ND   JMC : History of Medieval Philosophy / by Maurice De Wulf

438. Campanella. -- The Physics of Telesius was one of the most original and masterful productions of the Renaissance. CAMPANELLA (1568-1639) took it up and added to it a Metaphysics and a Politics.{1} Being, as such, implies three "primalities" (primalitates) which are of its very essence (essentiatur): the power by which it can exist and act (potentia), the knowledge that reveals it to itself (sapientia), and the love which inclines it to will its good (amor). Inversely, pure non-being implies impotentia, insipientia and odium. God alone is pure Being and possesses all the fulness of the real primalities. Every creature distinct from Him is a mixture of being and non-being (traces of scholasticism); it possesses the essential primalities in the degree in which it has reality.

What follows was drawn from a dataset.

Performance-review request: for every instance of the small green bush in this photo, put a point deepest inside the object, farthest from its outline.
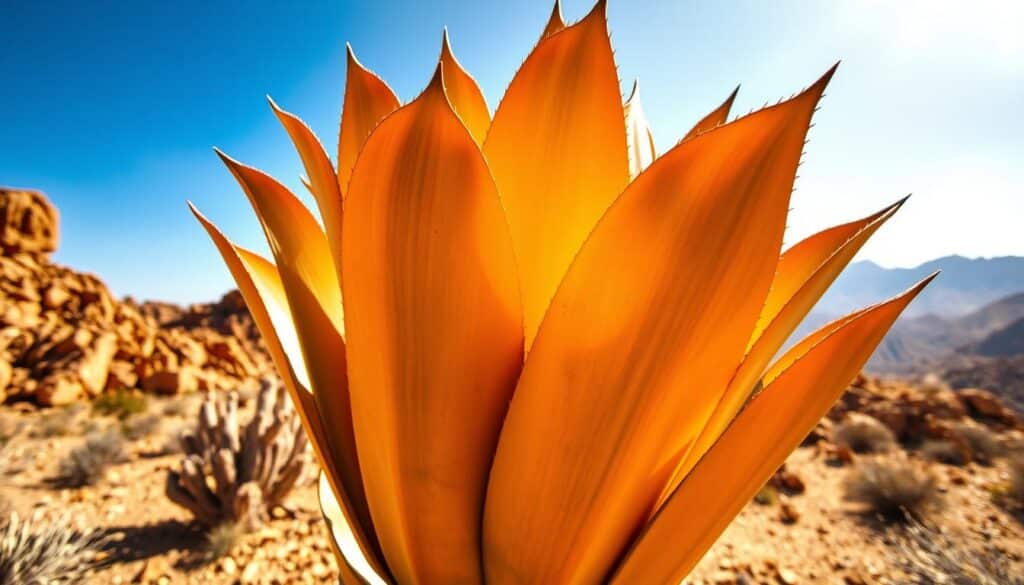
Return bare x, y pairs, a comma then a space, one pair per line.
221, 539
121, 404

Telesius had already attributed to physical forces the power of feeling. Campanella now gave to this cosmic panpsychism a metaphysical, universal significance.

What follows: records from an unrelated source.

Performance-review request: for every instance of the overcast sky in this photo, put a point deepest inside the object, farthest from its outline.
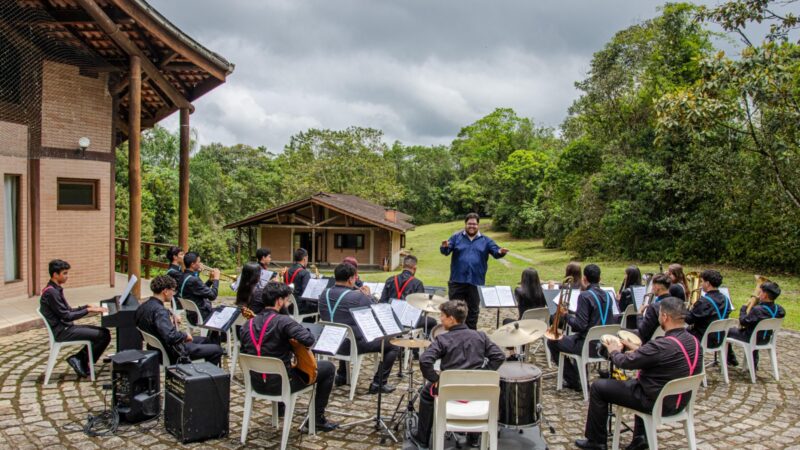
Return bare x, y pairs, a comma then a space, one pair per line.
417, 69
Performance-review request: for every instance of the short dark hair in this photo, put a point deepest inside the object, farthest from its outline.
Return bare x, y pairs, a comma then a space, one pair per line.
189, 258
344, 272
57, 266
713, 277
456, 309
273, 291
771, 289
592, 273
161, 282
673, 307
172, 252
410, 261
299, 254
662, 280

His Politics he based on the love man bears to himself, and to society as a prolongation of himself. His Civitas Solis, which was in some measure inspired by More's Utopia, is a fanciful description of an ideal State in which individual liberty is regulated in all its details with a view to the common good.

We may add of Campanella that he was deeply devoted to the chimeras of astrology and magic. Through them he hoped to attain to a knowledge of the inner antipathies and sympathies of things, and of the cosmic function of the world-soul -- that great, benign power charged by God with the maintenance of order in the universe. It is, however, in the naturalism of Paracelsus and Cardanus that the occult sciences are found to dominate.

{1} Amongst his very numerous works, re-edited in 1854 by D'Ancona, are the following: Prodromus Philosophiae Instaurandae; Realis Philosophiae Partes Quatuor; Philosophiae Rationalis Partes Quinque; Universalis Philosophiae seu Metaphysicarum Rerum juxta Propria Principia Partes Tres.